Die Terrorangriffe der radikalislamischen Hamas vom Oktober 2023 haben laut dem SIG einen «Trigger» (d.h. Auslöser) für die Zunahme solcher Vorfälle dargestellt. Der SIG sprach im Zuge der Bilanz des vergangenen Jahres von einer «regelrechten Antisemitismuswelle», die beispiellos sei im Vergleich zu den letzten Jahrzehnten.

Mehr Tätlichkeiten und Beschimpfungen

Im Zuge der Terrorangriffe vom 7. Oktober und dem darauf folgenden Krieg im Gaza-Streifen seien, soweit eine Zuordnung möglich gewesen sei, unterschiedliche Gruppen getriggert worden, teilte der SIG weiter mit. Darunter seien sowohl rechts- als auch linksextreme und pro-palästinensische Gruppierungen, genauso wie solche aus der Mitte der Gesellschaft.

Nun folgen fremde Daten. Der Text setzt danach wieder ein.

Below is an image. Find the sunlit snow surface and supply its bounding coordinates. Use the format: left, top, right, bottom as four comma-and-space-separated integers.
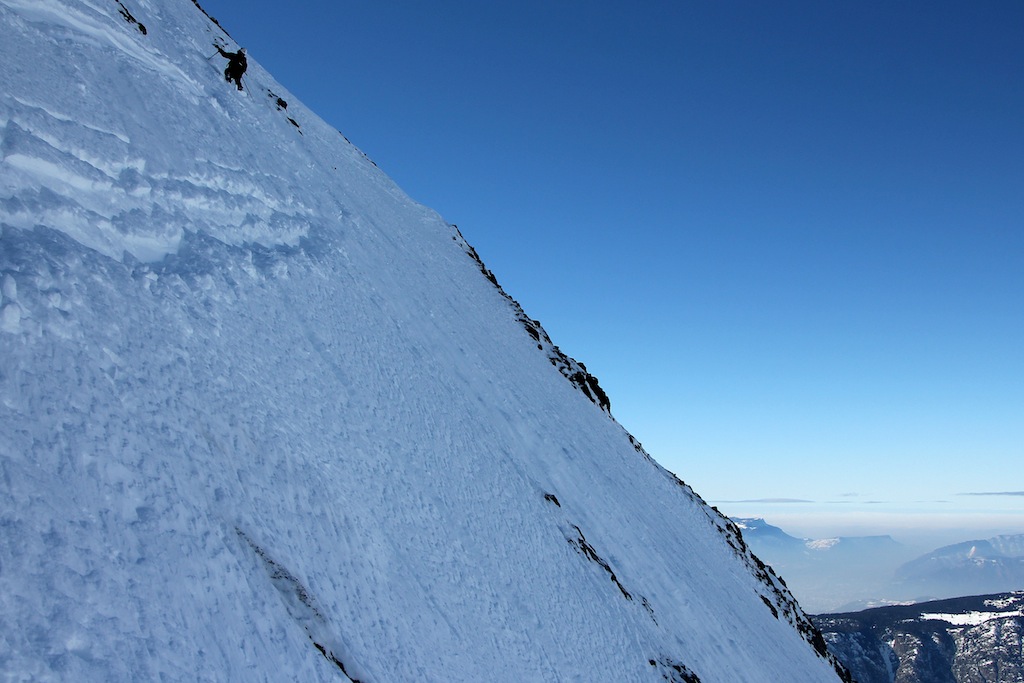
0, 0, 835, 683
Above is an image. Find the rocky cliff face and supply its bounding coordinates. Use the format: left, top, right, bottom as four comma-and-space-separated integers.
0, 0, 838, 683
815, 593, 1024, 683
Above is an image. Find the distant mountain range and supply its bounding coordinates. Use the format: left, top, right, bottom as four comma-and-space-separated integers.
734, 518, 1024, 613
894, 535, 1024, 598
814, 592, 1024, 683
733, 518, 914, 612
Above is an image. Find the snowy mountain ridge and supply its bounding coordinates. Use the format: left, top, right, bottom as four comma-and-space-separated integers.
0, 0, 838, 683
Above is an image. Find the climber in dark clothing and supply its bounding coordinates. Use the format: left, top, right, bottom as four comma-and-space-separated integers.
215, 45, 249, 90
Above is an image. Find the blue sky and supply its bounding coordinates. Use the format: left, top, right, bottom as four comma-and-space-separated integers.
201, 0, 1024, 531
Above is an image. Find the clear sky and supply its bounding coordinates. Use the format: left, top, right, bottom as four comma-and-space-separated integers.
201, 0, 1024, 532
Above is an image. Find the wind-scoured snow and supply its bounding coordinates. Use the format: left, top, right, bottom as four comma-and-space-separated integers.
0, 0, 837, 683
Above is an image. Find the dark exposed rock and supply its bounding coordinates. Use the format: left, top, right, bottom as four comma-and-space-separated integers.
814, 593, 1024, 683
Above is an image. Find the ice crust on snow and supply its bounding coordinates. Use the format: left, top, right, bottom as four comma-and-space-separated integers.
0, 0, 837, 683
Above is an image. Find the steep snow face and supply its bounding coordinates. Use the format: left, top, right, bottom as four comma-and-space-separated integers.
0, 0, 837, 683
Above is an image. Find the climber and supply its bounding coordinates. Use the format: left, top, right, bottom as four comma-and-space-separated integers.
214, 45, 248, 90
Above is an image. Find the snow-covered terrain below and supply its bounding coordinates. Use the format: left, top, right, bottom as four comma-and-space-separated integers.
0, 0, 837, 683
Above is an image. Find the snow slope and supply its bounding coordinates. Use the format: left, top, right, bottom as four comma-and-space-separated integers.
0, 0, 837, 683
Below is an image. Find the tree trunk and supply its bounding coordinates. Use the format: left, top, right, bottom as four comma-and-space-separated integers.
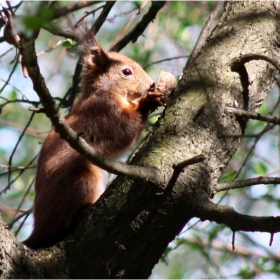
0, 1, 280, 278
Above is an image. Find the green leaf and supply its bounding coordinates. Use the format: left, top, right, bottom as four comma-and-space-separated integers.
253, 162, 267, 176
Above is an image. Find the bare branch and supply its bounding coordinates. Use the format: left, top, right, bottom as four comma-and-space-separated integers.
8, 113, 35, 186
226, 107, 280, 125
21, 38, 163, 186
184, 1, 224, 71
192, 199, 280, 233
52, 1, 101, 19
91, 1, 116, 34
143, 55, 189, 69
110, 1, 166, 52
213, 176, 280, 193
231, 53, 280, 73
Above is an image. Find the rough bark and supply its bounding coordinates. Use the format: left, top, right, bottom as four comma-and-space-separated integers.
0, 1, 280, 278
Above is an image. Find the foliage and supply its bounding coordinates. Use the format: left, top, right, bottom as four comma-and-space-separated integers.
0, 1, 280, 279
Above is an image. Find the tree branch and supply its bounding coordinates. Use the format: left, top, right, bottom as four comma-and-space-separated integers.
21, 38, 163, 183
195, 200, 280, 233
226, 107, 280, 125
213, 176, 280, 193
110, 1, 166, 52
184, 1, 224, 71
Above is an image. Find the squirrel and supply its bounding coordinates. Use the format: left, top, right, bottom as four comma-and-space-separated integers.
23, 28, 176, 249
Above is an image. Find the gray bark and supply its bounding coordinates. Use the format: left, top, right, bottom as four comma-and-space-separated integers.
0, 1, 280, 278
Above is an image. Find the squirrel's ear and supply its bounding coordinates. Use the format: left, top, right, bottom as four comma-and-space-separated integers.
78, 26, 110, 68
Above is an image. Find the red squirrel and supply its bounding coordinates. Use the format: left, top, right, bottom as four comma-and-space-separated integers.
23, 29, 176, 249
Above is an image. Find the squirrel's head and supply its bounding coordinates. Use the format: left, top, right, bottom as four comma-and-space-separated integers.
79, 30, 154, 101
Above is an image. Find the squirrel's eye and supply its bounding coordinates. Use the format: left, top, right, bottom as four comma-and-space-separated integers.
122, 68, 132, 76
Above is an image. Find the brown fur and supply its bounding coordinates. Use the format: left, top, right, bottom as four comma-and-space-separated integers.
24, 30, 163, 249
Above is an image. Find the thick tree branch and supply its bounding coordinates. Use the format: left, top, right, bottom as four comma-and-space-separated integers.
21, 38, 163, 183
213, 176, 280, 193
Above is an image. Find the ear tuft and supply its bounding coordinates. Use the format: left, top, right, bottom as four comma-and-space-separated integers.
77, 25, 110, 71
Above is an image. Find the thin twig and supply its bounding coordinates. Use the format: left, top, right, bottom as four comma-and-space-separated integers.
143, 55, 189, 69
8, 113, 35, 185
191, 197, 280, 233
91, 1, 116, 34
225, 107, 280, 125
213, 176, 280, 192
110, 1, 166, 52
165, 155, 205, 193
0, 54, 19, 94
21, 38, 164, 186
184, 1, 224, 72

Von den zehn im vergangenen Jahr in der Deutschschweiz und der italienischsprachigen Schweiz registrierten Tätlichkeiten gegen jüdische Menschen, also direkte physische Übergriffe, fielen deren sieben auf die Zeit nach den Terrorangriffen. Sieben ereigneten sich alleine im Oktober. Insgesamt wurden 114 von 155 Vorfällen in der realen Welt nach dem 7. Oktober registriert - was 74 Prozent aller Vorfälle in dem Jahr entspricht.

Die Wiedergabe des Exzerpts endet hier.